We want to look at the two superstars at the top, the two team leaders who need to figure out how to divvy up shots, share the media attention and guide the organization together.

Is it possible to employ dual franchise faces, or does a chain of command need to be put in place?

Several of today's top teams—the Los Angeles Clippers (Chris Paul and Blake Griffin), Portland Trail Blazers (LaMarcus Aldridge and Damian Lillard), Oklahoma City Thunder (Kevin Durant and Russell Westbrook) and Houston Rockets (James Harden and Dwight Howard)need those answers.

Luckily, history has already offered its input on the subject, both through stat sheets and storylines.
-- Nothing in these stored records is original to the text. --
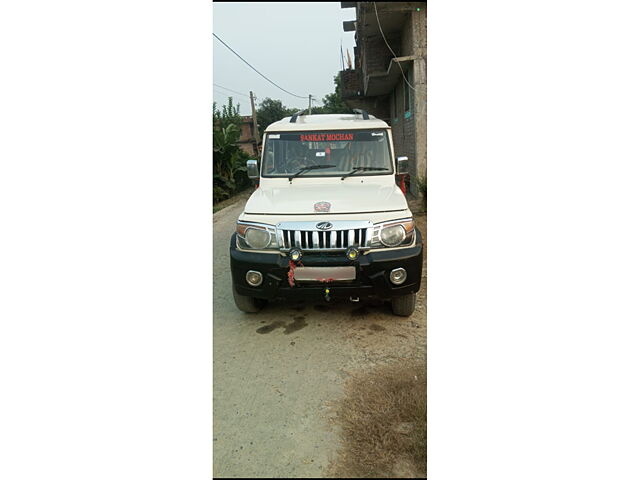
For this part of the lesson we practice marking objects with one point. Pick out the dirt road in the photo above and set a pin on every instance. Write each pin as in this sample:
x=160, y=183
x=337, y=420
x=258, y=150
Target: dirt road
x=275, y=371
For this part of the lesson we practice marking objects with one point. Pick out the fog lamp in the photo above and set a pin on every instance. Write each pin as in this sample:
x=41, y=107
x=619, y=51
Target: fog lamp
x=254, y=278
x=398, y=276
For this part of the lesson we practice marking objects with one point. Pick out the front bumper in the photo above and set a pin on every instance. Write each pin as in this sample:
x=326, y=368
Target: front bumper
x=372, y=273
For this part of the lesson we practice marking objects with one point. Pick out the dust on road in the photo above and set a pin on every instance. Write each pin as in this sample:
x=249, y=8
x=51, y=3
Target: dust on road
x=276, y=372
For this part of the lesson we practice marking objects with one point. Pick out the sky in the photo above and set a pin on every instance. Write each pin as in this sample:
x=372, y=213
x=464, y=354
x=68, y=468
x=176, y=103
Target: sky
x=296, y=45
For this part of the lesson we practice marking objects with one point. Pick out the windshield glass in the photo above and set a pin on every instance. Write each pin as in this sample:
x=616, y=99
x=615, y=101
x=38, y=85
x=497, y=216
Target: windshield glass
x=287, y=153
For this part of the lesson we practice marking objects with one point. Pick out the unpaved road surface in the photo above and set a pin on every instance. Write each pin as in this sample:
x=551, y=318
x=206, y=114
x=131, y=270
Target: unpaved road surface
x=275, y=372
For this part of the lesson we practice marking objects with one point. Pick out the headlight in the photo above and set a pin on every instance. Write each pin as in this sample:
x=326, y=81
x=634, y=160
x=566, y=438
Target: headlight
x=256, y=237
x=392, y=236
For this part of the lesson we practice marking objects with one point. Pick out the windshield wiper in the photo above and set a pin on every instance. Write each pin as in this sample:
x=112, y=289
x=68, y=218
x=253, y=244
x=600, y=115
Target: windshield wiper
x=359, y=169
x=310, y=167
Past teams with multiple superstars—defined for historical-research purposes here as players with seven or more All-Star appearances—have left cautionary tales and wild success stories in their wake.
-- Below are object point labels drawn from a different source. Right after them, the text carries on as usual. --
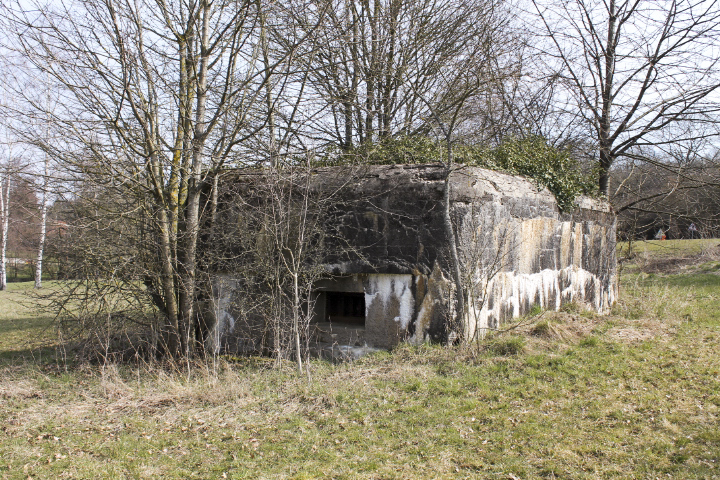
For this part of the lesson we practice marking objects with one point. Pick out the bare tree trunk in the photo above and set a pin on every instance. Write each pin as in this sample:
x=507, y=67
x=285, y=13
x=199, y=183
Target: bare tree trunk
x=5, y=211
x=43, y=223
x=188, y=263
x=455, y=267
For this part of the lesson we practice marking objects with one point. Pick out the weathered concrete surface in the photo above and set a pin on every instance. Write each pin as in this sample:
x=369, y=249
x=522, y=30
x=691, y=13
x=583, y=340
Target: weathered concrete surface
x=516, y=248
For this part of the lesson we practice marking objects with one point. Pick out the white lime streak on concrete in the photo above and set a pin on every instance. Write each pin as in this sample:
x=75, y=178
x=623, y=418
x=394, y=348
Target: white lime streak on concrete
x=385, y=288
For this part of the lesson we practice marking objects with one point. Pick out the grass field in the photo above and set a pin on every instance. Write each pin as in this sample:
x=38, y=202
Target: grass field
x=635, y=394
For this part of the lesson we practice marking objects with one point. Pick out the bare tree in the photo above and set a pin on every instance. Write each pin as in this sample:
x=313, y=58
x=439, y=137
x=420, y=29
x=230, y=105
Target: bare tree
x=154, y=96
x=372, y=61
x=634, y=74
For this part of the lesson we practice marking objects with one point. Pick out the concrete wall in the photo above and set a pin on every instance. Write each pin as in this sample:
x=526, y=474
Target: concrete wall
x=517, y=250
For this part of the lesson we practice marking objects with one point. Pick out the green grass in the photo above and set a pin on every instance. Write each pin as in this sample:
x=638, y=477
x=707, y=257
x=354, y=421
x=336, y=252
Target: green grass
x=632, y=395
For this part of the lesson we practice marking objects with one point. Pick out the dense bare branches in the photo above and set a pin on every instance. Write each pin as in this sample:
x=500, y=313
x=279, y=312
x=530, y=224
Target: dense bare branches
x=635, y=74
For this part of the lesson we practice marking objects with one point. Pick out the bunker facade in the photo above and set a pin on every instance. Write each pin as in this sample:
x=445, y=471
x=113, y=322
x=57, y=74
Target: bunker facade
x=391, y=281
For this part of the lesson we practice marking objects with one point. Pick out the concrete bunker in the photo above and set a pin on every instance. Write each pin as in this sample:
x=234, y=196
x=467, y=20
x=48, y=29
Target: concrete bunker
x=390, y=282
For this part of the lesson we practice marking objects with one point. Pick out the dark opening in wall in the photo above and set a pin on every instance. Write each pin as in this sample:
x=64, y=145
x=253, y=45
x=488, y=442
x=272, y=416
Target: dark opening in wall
x=345, y=307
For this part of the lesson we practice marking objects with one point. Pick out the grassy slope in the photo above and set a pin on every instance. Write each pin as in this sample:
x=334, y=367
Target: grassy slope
x=632, y=395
What has made the two-star setup work for some and fall apart for others? How important is having a hierarchy (a discernible distinction in the levels of on-court involvement, off-court leadership or a combination of both) in the handling of two elite talents?

Following the breadcrumbs of the numbers, experiences and quotes left by yesterday's star-studded squads should help us solve the problem every team would be lucky to have.

Personality Management

The margin for error on the title trail is so incredibly thin that the slightest bit of in-house turmoil can derail an entire franchise. Conversely, strike the chemistry balance just right, and there is dynasty potential.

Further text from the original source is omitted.